The committee made 11 recommendations to the UK government, including urging a complete impact assessment of reforms introduced since 2010.
But, in a point-by-point rebuttal, as long as the committee's 10,000 word report, the Government said the UN inquiry was too narrow in scope and it did not plan to follow up on its recommendations any further.
Work and Pensions Secretary Damian Green rejected the report as "patronising and offensive".
"At the heart of this report lies an outdated view of disability which is patronising and offensive. We strongly refute its findings," he said.
"The UN measures success as the amount of money poured into the system, rather than the work and health outcomes for disabled people. Our focus is on helping disabled people find and stay in work, whilst taking care of those who can't.
"The UK is a recognised world leader in disabled rights and equality.

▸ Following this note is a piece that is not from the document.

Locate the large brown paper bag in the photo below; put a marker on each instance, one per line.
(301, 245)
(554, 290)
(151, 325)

Not only do we spend around £50 billion a year to support sick and disabled people - more of our GDP than countries including Canada, France and the USA - but we also offer a wide range of tailored and effective support, which this report fails to recognise.
"Our Work and Health Green Paper marks a turning point in our action to confront the attitudes, prejudices and misunderstandings within the minds of employers and across wider society."

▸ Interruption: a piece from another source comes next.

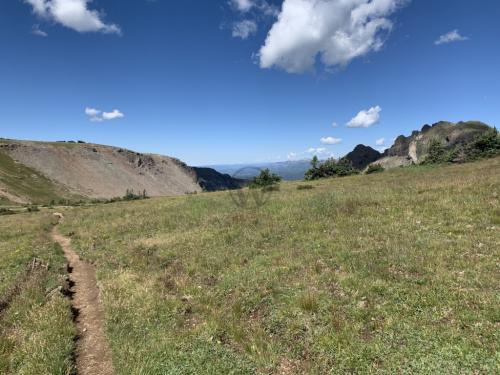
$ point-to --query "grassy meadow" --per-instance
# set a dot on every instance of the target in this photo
(36, 327)
(395, 272)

Shadow work and pensions secretary Debbie Abrahams said: "The UN report confirms that, despite Theresa May's warm words, this Government is failing sick and disabled people."
Dan Scorer, head of policy at Mencap, told the Guardian: “This report is further acknowledgement that cutting disabled people’s benefits will only make life harder and isolate people further from inclusion in employment and wider society. People with a learning disability face massive exclusion from the labour market, and have seen their benefits and funding for vital social care services reduced.”